2) That Google is as aggressive with analytics as they are means a)they've largely run out of the type of organic growth that let them beat estimates by wide margins; and b)they feel their traffic is undervalued relative to its intrinsic value. IMO, if Google maintains or boosts its share price, it'll be because they turn further monetization screws at the expense of advertisers, and not because everyone uses G Analytics and suddenly boosts ROI.

Kevin Peyton

thanks dave - a great 101 for web site statistics.

Aaronontheweb (AjaxNinja)

Great article Dave. I liked the brief history of where targeted ads came from (I remember when DoubleClick and ValueClick were the only names in the game) and your thoughts on where Google is going with this metrics business.

I was playing around a bit with MyBlogLog today and it seems more like a gimmick than a valuable tool. I'm considering adding the recent readers widget to the sidebar of AjaxNinja but I thought it might make the site look less professional. What do you make of it?


Found your blog via Avinash and I'm loving the style, content and everything else about it.

Google (and yourself) understand that those who can 1) glean nuggets of insight out of mountains of data and 2) turn these nuggets into simple, actionable items will be the superstars of the web 2.0, 2.5, 3.0-to-infinity industry.

The other big boys are already aboard the analytics gravy train but are moving much slower (as usual).

John Clinebell

Hey, great post. It's absurd that Google's competition is letting them basically dig a grave and throw them in it when it comes to search marketing. Actually, they are helping dig the grave by not investing in what's obviously going to improve ROI the most; effective metrics analysis tools.

Now granted, Google Analytics isn't the simplest or most accurate thing to use, but it is pretty damned easy to pick up if you know Adwords well. The learning curve is practically non-existent if you know all the terminology already.

It's my opinion that those who aren't familiar with the intricacies of search marketing don't really have much business interpreting metrics anyways. Leave that to the professionals! And as much as Google wants Joe "I passed high school with a D-" Smith to be able to run a highly profitable campaign on his own, they realize that the top ROI can only be achieved with professional consultants who know what ads, targeted keywords, and landing pages work.. in other words, I'm not sweating my job security.


Great article, Dave!


Yep, google surely got a solid land grab on the stat frontline , they also grabbed gapminder and it's trendanalyzer software in march 2007 -


"I can shoot with my left hand, I can shoot with my right hand, I'm amphibious."


Dave, it's "I resent that remark," not "I resemble that remark."

Jeff Wang

Nice post. Wow, didn't realize that how much power Google has in metrics ..

todd sawicki

Great post Dave. Glad to see our grokking at the web analytics summit went somewhere!
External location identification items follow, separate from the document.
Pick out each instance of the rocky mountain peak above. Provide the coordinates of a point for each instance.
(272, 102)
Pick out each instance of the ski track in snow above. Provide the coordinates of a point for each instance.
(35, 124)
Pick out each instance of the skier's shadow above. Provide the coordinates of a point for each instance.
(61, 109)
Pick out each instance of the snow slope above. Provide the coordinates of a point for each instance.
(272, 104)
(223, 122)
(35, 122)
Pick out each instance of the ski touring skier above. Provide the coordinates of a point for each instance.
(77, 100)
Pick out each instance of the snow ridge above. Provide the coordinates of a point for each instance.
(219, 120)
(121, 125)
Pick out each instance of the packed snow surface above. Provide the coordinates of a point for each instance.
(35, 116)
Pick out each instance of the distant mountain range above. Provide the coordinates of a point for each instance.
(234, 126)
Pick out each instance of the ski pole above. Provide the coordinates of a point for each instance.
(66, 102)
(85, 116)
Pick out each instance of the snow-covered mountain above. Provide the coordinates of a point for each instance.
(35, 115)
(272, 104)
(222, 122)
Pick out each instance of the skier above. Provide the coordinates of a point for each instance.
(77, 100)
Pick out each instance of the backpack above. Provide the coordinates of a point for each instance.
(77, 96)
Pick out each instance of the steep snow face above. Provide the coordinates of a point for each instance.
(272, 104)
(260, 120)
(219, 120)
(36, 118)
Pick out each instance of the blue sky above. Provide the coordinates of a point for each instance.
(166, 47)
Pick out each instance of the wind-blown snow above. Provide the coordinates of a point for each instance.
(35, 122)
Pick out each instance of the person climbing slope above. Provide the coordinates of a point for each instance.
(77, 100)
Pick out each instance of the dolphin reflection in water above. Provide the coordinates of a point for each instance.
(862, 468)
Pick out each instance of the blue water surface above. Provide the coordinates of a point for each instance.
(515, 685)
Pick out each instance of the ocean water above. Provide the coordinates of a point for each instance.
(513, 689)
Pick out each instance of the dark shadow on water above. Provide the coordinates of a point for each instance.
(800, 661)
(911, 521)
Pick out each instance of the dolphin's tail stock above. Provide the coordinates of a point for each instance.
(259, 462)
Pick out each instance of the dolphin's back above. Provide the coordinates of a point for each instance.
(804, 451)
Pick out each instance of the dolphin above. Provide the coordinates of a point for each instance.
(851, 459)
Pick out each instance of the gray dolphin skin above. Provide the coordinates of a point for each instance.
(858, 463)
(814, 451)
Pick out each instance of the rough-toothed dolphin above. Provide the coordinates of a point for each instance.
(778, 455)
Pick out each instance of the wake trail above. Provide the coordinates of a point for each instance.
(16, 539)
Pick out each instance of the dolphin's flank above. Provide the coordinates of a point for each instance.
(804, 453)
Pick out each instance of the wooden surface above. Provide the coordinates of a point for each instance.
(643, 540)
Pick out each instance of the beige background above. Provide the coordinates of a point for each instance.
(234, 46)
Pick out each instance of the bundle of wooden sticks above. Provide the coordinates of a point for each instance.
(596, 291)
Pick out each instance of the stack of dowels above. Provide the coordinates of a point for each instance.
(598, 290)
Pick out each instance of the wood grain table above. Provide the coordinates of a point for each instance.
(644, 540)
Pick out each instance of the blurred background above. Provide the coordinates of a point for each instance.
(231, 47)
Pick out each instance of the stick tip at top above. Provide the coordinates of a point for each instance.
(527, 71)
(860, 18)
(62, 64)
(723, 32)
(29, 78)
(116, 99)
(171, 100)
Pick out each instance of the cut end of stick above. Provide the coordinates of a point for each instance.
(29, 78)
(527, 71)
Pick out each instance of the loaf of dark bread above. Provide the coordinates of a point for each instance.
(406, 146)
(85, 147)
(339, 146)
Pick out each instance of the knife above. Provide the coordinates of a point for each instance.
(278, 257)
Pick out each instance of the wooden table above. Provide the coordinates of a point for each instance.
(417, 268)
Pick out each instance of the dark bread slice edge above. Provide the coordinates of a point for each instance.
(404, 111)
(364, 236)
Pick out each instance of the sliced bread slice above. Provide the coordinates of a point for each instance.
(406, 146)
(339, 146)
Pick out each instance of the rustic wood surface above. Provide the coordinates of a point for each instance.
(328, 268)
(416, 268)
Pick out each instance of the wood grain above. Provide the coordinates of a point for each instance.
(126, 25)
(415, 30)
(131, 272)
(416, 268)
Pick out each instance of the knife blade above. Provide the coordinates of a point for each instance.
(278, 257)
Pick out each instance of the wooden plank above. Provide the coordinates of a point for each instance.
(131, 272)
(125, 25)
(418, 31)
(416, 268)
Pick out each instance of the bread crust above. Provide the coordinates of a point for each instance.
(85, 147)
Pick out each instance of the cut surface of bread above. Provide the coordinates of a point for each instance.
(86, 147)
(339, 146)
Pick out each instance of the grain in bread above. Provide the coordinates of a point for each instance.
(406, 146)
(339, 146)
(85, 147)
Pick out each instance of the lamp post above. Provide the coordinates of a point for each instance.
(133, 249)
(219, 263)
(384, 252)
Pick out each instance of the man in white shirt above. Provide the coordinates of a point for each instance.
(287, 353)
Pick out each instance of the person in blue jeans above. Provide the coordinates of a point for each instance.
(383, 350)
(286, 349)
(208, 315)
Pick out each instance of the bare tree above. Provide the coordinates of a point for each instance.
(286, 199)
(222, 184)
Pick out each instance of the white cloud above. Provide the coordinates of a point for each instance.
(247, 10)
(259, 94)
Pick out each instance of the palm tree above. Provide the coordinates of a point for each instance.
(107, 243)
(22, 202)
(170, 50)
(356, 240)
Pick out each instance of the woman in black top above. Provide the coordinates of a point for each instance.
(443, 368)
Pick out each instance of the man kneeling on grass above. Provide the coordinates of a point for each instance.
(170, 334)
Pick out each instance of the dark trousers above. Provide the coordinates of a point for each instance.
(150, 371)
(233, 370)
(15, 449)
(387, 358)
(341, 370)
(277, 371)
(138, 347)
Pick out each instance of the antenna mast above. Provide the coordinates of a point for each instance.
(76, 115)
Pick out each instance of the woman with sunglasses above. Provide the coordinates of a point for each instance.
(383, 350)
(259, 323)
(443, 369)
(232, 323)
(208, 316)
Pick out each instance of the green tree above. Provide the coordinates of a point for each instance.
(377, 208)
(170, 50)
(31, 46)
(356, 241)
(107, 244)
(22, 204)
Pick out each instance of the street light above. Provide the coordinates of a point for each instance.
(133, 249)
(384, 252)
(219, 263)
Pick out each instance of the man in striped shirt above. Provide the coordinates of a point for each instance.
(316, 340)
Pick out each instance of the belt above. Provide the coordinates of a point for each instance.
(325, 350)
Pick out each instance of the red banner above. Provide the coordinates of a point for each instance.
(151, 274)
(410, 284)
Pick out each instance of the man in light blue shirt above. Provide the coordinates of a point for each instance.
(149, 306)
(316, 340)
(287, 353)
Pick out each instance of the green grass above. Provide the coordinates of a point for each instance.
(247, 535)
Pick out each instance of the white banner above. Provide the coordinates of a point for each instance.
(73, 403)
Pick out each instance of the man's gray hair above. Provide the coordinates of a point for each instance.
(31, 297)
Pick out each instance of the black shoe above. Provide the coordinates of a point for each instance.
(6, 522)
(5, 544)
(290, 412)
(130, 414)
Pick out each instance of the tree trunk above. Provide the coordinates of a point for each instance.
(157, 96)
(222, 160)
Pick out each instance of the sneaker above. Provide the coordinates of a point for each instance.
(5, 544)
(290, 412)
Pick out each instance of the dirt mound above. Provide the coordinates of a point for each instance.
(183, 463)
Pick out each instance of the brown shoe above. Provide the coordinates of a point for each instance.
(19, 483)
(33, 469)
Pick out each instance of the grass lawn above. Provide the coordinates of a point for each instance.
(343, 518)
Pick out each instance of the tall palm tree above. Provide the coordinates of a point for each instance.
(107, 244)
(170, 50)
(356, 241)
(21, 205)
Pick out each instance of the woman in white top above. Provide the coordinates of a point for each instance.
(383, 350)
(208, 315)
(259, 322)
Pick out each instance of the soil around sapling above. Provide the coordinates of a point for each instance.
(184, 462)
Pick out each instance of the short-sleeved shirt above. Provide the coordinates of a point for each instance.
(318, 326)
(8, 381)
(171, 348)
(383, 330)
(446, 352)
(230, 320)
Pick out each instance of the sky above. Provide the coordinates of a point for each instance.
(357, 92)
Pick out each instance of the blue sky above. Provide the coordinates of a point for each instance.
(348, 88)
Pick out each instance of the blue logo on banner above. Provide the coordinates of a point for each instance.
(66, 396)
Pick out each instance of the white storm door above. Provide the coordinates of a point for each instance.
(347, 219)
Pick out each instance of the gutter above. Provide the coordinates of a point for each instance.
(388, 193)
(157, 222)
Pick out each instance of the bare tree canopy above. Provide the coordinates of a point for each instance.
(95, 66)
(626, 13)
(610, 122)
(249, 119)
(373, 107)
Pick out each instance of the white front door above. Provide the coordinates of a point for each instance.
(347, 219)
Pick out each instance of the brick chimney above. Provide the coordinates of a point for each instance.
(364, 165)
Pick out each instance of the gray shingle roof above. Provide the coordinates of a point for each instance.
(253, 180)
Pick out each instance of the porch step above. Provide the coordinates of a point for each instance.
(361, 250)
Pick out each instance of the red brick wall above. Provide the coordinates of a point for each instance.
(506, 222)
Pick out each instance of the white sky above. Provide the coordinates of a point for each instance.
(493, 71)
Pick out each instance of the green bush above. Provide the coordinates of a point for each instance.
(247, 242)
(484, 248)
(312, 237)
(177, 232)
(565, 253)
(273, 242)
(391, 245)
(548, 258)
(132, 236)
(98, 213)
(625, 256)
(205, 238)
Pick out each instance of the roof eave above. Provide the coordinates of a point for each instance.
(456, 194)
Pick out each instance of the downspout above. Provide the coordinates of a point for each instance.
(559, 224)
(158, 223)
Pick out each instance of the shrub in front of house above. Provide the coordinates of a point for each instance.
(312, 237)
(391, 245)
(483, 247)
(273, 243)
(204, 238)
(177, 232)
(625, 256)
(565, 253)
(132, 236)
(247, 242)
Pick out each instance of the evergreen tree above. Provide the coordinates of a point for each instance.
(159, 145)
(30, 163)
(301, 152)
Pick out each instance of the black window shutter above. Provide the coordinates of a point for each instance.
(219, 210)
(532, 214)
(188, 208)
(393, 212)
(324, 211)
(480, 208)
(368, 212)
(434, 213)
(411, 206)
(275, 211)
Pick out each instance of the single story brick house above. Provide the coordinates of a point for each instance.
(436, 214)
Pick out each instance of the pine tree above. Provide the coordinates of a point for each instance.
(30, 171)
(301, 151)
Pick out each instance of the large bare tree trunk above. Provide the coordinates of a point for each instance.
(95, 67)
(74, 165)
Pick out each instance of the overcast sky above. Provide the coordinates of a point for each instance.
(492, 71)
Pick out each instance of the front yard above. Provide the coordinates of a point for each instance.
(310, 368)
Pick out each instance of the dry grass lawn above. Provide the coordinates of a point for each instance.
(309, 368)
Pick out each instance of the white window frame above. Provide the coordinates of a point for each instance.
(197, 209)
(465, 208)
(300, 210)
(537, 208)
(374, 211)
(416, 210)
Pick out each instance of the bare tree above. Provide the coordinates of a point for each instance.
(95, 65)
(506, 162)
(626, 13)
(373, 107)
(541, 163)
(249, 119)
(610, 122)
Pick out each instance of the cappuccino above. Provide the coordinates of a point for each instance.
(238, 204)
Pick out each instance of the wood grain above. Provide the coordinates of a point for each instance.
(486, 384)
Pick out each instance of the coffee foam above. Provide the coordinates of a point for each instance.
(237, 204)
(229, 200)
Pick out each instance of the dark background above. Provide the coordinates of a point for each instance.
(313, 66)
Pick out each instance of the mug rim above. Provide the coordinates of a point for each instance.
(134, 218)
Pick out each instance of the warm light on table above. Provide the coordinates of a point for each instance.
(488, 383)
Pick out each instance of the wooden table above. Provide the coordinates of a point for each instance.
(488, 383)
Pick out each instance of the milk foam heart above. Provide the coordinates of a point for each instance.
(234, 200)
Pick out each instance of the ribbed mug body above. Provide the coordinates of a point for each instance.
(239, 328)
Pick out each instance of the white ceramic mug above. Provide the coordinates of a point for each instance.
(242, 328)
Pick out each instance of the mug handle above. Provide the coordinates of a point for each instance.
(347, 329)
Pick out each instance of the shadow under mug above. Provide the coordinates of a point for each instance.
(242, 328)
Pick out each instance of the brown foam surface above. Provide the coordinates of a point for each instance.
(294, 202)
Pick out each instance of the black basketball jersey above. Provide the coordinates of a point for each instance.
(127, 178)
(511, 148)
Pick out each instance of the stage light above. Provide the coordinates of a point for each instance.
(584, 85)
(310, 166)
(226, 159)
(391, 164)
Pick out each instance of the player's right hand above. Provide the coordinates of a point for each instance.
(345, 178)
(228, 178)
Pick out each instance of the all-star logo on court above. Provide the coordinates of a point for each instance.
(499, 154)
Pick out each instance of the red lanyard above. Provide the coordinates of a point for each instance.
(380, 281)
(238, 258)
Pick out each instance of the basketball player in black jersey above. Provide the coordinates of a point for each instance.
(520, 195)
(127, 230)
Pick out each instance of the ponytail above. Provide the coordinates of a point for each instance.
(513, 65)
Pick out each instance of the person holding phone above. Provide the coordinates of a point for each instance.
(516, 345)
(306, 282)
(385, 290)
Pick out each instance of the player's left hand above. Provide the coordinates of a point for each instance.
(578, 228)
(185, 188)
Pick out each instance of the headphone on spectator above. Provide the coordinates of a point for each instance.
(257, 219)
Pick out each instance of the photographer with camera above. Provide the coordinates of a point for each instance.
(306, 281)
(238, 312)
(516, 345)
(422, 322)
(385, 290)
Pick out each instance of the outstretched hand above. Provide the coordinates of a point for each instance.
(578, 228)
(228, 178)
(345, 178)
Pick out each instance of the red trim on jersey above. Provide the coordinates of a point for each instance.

As we've chatted - we're kindred spirits on this topic but I've got more thoughts on the topic from is google the advertising OS to lock-in ( Good stuff to chat about next week when you are up in Seattle.


Wow, this looks like a doctoral thesis. Great work putting all this info together. I agree that Google is out to own the internet and the others (Yahoo & MSN) are just waiting for Google to fall apart.


Scott Rafer

Pssst, Dave. Mashery for web services analytics?

Bryan Eisenberg

Don't forget Google Checkout which helps Google close the loop between the searches and conversions to sale.


Dave, it is actually not accurate that eBay doesn't have metrics. If you are a seller, there are a whole bunch of tools (Selling Manager, SM Pro etc. etc.) that offer analytics. In fact, I think there is a new tool solely focused on analytics. And they are damned good - what you listed, at what price, the cost, the margin, when it sold (day, time) etc. I think Store sellers get a lot of it free with the subscription.